Denial of Service attacks (DOS)
DOS attacks explained: If the full bandwidth of your office network or computer is a single lane highway, DOS attacks attempt to send ten lanes worth of traffic through the network, effectively causing a digital ‘traffic jam’ where no data can be transmitted.
Denial of Service attacks traditionally target Internet Service Providers (ISPs), large corporations and cloud service providers such as Microsoft, Google, and Amazon. However, these have recently expanded to target multiple SMEs at once, causing severe outages to internet connections, usually localised to a per-country or per-region attack that brings down thousands of businesses at once.
These attacks use infected machines around the world to push more traffic to your network than can be processed, causing delays in transmitting legitimate network traffic. In addition, DOS attacks can infect computers en-mass, increasing the overall capability of the DOS attack globally.
These can be difficult to prevent but you can install a next-generation firewall that is able to react to attacks and only allow legitimate packets into your network.
Example:
Company X resides in a serviced office, with hundreds of businesses operating at the same location.
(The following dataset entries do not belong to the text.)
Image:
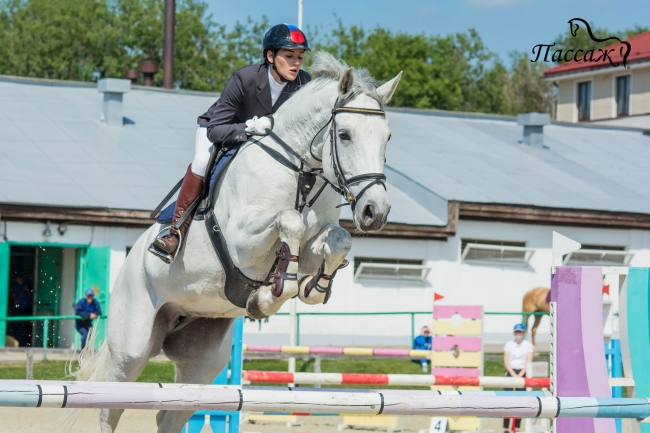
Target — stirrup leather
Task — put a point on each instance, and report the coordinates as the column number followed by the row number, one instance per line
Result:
column 313, row 283
column 159, row 252
column 279, row 273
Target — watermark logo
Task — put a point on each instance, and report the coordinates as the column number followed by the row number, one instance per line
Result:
column 589, row 55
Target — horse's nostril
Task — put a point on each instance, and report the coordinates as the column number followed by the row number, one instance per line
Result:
column 368, row 212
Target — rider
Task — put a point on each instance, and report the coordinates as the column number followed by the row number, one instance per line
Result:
column 251, row 94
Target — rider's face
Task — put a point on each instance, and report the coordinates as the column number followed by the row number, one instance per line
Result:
column 288, row 62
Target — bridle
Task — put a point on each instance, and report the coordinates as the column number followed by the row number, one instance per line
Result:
column 307, row 173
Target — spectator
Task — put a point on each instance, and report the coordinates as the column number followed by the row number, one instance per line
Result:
column 517, row 354
column 88, row 308
column 423, row 342
column 21, row 305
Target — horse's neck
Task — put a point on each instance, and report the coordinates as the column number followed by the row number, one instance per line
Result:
column 299, row 119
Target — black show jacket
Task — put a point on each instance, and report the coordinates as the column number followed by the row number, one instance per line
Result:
column 246, row 94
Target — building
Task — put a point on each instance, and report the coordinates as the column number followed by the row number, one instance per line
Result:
column 474, row 197
column 598, row 92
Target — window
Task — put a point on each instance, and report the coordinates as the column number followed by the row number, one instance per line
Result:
column 598, row 255
column 584, row 101
column 623, row 96
column 493, row 252
column 374, row 268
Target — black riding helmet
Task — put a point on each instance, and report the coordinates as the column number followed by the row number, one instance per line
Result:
column 285, row 36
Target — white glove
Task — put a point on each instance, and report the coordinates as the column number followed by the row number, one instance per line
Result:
column 258, row 125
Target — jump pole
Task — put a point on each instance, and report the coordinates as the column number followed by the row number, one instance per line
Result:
column 393, row 379
column 364, row 403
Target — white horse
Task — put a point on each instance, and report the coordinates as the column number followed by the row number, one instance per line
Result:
column 181, row 308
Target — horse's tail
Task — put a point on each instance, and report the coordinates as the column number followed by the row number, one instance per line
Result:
column 94, row 364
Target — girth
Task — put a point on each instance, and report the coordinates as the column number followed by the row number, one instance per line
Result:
column 238, row 286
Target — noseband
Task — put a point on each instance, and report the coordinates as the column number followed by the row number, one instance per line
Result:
column 307, row 173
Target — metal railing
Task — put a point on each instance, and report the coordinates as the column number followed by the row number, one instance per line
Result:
column 395, row 313
column 46, row 322
column 46, row 319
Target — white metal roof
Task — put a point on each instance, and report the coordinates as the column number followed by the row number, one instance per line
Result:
column 54, row 150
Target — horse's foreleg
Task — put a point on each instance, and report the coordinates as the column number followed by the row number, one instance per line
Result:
column 200, row 351
column 323, row 256
column 129, row 355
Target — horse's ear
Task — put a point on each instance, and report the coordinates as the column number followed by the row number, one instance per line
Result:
column 346, row 84
column 387, row 89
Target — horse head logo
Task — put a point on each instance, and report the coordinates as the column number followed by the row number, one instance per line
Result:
column 624, row 47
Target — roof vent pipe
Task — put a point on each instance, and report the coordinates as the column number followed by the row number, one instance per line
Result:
column 533, row 124
column 113, row 89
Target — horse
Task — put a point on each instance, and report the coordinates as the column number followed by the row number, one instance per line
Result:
column 535, row 300
column 182, row 308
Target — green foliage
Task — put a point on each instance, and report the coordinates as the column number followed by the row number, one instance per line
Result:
column 455, row 72
column 527, row 90
column 86, row 40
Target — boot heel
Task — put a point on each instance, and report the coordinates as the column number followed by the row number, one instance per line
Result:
column 162, row 255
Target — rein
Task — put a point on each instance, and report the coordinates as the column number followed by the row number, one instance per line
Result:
column 307, row 173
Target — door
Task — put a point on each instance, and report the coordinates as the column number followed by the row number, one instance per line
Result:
column 47, row 293
column 94, row 274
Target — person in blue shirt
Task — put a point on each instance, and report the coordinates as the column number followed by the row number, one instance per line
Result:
column 423, row 342
column 88, row 308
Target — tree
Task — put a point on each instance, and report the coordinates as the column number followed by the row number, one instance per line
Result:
column 448, row 73
column 53, row 39
column 89, row 39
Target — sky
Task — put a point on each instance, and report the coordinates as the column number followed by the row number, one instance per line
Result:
column 504, row 25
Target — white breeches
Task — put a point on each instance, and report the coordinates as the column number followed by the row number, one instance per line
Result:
column 201, row 151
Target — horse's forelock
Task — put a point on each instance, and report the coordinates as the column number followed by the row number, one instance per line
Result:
column 329, row 68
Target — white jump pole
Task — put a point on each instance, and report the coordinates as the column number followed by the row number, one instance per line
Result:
column 369, row 403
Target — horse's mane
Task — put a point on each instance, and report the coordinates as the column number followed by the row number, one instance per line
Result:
column 329, row 68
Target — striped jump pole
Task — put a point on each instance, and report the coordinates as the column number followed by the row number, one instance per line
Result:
column 365, row 403
column 120, row 385
column 393, row 379
column 341, row 351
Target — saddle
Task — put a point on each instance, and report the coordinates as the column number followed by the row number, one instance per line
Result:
column 239, row 286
It is 12 noon and staff are relaxing, eating lunch, and trying to watch cats chase lasers on YouTube. The videos are very slow to load, which is standard because it’s lunchtime. This persists long after lunch time, and at 3pm the decision is made to leave and close the office as the machines are barely workable. Half a day’s worth of productivity is lost due to a DOS attack on the building. There was no indication from the serviced office that they were under attack.
Ransomware
Ransomware attacks target users’ computers directly, infecting and encrypting all files on a machine and spreading across the rest of the network within minutes. To decrypt the files, the attacker will demand a cash payment, often in Bitcoin (making it untraceable), before they give you access to the files. The attacker will also take a copy of all documents they find and sell on the black market.
Ransomware is by far the most lethal of all attacks to Financial Services firms because it makes client data inaccessible, the ramifications of which have severe financial penalties with regulators.
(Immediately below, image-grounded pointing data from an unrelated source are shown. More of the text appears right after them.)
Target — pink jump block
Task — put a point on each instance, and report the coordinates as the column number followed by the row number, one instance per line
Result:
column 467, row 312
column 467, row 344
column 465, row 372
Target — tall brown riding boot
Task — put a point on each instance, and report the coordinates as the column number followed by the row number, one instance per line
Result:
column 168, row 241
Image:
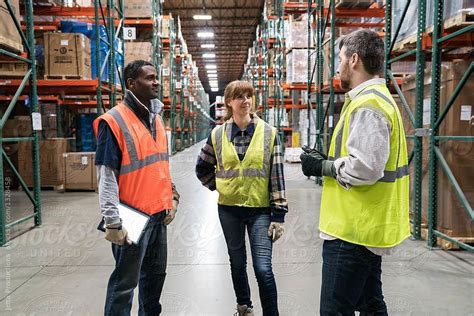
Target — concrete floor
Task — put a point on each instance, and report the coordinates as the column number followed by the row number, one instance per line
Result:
column 62, row 267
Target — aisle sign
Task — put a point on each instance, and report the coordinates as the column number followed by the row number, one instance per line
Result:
column 129, row 33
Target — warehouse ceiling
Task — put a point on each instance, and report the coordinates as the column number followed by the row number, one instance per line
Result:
column 234, row 25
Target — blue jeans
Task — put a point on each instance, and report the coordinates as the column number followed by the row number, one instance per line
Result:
column 143, row 264
column 351, row 280
column 234, row 220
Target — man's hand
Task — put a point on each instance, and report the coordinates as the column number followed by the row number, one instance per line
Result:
column 117, row 234
column 275, row 231
column 170, row 214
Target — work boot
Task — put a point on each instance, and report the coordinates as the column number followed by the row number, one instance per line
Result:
column 243, row 310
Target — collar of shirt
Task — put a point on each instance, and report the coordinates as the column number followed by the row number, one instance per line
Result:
column 354, row 92
column 232, row 129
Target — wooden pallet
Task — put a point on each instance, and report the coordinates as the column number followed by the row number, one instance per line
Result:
column 408, row 43
column 12, row 70
column 445, row 244
column 65, row 77
column 354, row 3
column 456, row 22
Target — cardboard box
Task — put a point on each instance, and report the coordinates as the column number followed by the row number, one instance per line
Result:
column 452, row 218
column 79, row 171
column 51, row 161
column 297, row 65
column 298, row 35
column 138, row 8
column 67, row 56
column 10, row 38
column 9, row 69
column 18, row 126
column 137, row 51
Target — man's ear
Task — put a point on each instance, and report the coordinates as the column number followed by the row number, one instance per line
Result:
column 130, row 82
column 354, row 60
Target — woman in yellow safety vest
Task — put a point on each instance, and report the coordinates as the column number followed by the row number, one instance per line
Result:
column 243, row 161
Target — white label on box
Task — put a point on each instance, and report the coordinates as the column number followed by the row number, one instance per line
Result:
column 466, row 112
column 36, row 120
column 426, row 111
column 129, row 33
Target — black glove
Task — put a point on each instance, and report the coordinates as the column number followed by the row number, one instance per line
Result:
column 314, row 151
column 312, row 164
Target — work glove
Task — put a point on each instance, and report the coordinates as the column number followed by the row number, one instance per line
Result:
column 117, row 234
column 170, row 214
column 316, row 163
column 275, row 230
Make use of a corporate antivirus and web filtering solutions to help prevent these types of attacks.
Example:
A user has been given a task from their manager to create content for a new marketing campaign. After asking the technology department, they are informed that they do not have any editing software available. The user searches the Internet and finds a website for free software. After downloading and installing the software, they find that all documents on the computer have been encrypted by malicious ransomware masquerading itself as legitimate software. In addition, the company shared documents they have access to are also encrypted. The ransomware organisation demands USD 5 million to decrypt the files.
Web-based attacks
Often used in conjunction with other attacks listed above, web-based attacks create a spoofed or manipulated website which appears to be legitimate. For example, it might hijack your computer and direct URLs to a different, identical website, or trick you to go to gooogle.com instead of google.com.
These are normally prevented by a web ‘proxy’ filter or URL scanning service that can detect such attacks.
Example:
A user is searching the Internet for a document template. They navigate to a website and download a PDF and open it. Unbeknownst to the user, the PDF is malicious and executes a script, installing several virus software and allows a hacker to access their workstation. The attacker then copies all corporate files, selling them and exposing the business to legality and regulatory punishment. The user was completely unaware that this was happening.